I was trying to find a good analogy for this difference, and I’ve found one that I kind of like but that’s obviously not totally exact. This is that an immigration agent at a border checkpoint is likely to apply more scrutiny to your identity documents than a bouncer in a nightclub or a convenience store clerk does. Therefore, the fact that a convenience store clerk accepted an ID for purposes of tobacco sales or something doesn’t guarantee that a border agent will accept the same document. Indeed, they’re likely to disagree about whether the document should be rejected if it’s expired recently.
Similarly, Let’s Encrypt is trying to perform a validation in order to vouch for the correctness of something to the general public, and so its interpretation of the technical details is much more stringent than a browser’s might be.
Do you have tech support available from the hosting provider? They would probably be in a position to fix the DNS configuration problems once they’ve understood the details.
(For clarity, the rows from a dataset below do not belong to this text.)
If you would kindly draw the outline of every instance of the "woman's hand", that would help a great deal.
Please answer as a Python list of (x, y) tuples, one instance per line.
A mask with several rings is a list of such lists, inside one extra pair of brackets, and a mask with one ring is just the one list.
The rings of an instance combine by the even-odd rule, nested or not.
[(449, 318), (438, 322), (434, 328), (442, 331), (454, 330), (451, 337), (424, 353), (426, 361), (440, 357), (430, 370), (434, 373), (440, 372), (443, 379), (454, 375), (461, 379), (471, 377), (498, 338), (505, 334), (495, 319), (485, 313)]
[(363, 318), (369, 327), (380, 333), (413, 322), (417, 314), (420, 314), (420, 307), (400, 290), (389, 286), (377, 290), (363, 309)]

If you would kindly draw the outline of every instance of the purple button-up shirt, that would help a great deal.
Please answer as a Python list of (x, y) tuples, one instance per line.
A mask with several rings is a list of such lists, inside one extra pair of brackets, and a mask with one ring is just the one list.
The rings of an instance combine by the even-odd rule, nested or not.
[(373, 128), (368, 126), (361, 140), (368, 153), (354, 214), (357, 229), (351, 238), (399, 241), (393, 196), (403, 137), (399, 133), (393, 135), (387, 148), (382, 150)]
I setup the DNS configuration, so I have the access, but I don’t know what’s broken because as far as I know, it’s not broken based on how I set it up.
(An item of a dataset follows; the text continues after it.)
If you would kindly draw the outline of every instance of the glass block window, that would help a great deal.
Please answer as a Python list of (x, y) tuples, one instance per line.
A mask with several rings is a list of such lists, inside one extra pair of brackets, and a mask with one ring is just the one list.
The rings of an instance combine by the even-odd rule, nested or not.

It is unusual to have a DNS query return 31 authority and 31 additional records. But it's only ~1.1 KiB of data, which is less than many ordinary signed responses.
It's also problematic that some of the nameservers don't work, but that shouldn't particularly break resolution.
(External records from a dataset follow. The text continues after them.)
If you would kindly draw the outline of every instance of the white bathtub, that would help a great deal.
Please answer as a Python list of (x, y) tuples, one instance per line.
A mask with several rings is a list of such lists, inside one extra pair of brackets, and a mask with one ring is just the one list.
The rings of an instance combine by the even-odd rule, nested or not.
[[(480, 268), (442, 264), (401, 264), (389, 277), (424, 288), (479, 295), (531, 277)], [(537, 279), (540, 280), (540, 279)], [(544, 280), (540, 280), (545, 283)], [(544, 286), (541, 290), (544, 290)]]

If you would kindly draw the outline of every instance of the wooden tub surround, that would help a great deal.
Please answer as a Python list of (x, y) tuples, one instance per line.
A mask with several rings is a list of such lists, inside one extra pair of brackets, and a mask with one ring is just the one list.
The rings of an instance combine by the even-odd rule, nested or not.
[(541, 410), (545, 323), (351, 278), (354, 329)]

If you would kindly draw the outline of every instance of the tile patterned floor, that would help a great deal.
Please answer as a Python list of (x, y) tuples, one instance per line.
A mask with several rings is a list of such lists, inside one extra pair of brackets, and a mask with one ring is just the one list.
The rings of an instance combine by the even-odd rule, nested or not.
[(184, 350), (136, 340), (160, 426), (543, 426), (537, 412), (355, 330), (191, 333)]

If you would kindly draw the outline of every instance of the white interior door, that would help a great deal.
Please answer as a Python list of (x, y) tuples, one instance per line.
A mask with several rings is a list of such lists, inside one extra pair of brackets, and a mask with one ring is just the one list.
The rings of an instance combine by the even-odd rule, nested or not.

It's not a Certbot issue. It's either a Boulder issue (or more generally an issue with Unbound or Let's Encrypt's infrastructure), or an issue with your setup.
It is definitely partly broken: Some of the nameservers return REFUSED. But DNS resolvers are normally forgiving, so that shouldn't cause things to fail (often).
I could clean it up as mentioned since most of those name servers aren’t used anymore (guess deleting those entries will fix this problem… maybe?), but as many have mentioned here, I shouldn’t HAVE to, and that’s kind of my point.
If unbound limits the response to 512 bytes, that’s a problem. Still sounds like their system is flawed, as it should support more than that. It would be nice if unbound would output a helpful error message stating that it expects the total record to be under 512 bytes if that is the case.
I’m probably going to be the most hated person on the internet when this is all over… unless I am totally wrong…
My hypothesis isn't that anything is wrong with Unbound.
Its default configuration is to enable EDNS with a typical buffer size of 4096 bytes. It also of course falls back to TCP when it receives truncated messages.
My unconfirmed hypothesis is that Boulder and unboundtest's usage of the miekg/dns Go library as a stub resolver uses a buffer size of 512 bytes and throws an error when it receives a truncated response.
It's a great, free software recursive DNS server. And in my opinion some of the other popular servers wouldn't have been good choices in 2015, though they're probably fine now.